Material für alle Kanäle

Passionspiele Oberammergau: Auch 2020 gibt es eine Langzeit-Doku 

144 Minuten voller Gänsehaut-Momente: Das hat vor zehn Jahren die Passions-Dokumentation von Jörg Adolph den Oberammergauern geschenkt. Auch diesmal wird gefilmt. Gleich mehrere Teams sind unterwegs.

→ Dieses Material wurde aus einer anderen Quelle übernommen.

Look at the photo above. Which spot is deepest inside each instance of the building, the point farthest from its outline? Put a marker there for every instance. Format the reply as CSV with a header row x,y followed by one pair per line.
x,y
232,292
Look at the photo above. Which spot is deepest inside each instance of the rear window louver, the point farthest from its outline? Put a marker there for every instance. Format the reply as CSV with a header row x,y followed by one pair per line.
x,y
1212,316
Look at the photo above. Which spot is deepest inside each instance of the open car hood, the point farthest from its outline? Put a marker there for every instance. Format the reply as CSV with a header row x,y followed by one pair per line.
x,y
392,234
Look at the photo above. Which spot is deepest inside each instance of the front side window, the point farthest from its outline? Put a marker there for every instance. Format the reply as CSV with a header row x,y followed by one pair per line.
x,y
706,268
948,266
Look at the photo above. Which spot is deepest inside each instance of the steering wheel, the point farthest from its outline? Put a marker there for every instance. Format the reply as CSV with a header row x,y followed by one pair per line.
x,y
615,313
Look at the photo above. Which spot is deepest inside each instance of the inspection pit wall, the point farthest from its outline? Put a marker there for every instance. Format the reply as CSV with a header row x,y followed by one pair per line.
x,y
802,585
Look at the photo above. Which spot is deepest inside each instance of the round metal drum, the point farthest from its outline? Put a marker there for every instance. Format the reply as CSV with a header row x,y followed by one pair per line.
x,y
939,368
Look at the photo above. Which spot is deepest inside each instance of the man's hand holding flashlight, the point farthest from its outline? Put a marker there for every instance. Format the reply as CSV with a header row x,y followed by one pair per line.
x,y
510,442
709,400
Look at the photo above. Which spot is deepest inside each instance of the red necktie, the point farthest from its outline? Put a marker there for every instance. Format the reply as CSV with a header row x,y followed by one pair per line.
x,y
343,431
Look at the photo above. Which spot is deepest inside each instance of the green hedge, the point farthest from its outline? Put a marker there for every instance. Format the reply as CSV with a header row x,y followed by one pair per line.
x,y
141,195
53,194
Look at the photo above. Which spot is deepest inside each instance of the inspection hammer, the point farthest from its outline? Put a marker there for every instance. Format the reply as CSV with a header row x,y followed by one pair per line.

Oberammergau – Die Zeiten ändern sich. Socialmedia – Plattformen wie Facebook und Instagram, Online-Kanäle wie Youtube – gehören heute dazu, wenn man alle Kunden-, Ziel- und Altersgruppen erreichen will. Das wissen auch die Verantwortlichen bei der Oberammergauer Passionsspiele GmbH und haben reagiert. Mit Blick auf die Passion 2020 wird es ein Team geben, das alle Geschehnisse dokumentiert und somit Filmmaterial liefert.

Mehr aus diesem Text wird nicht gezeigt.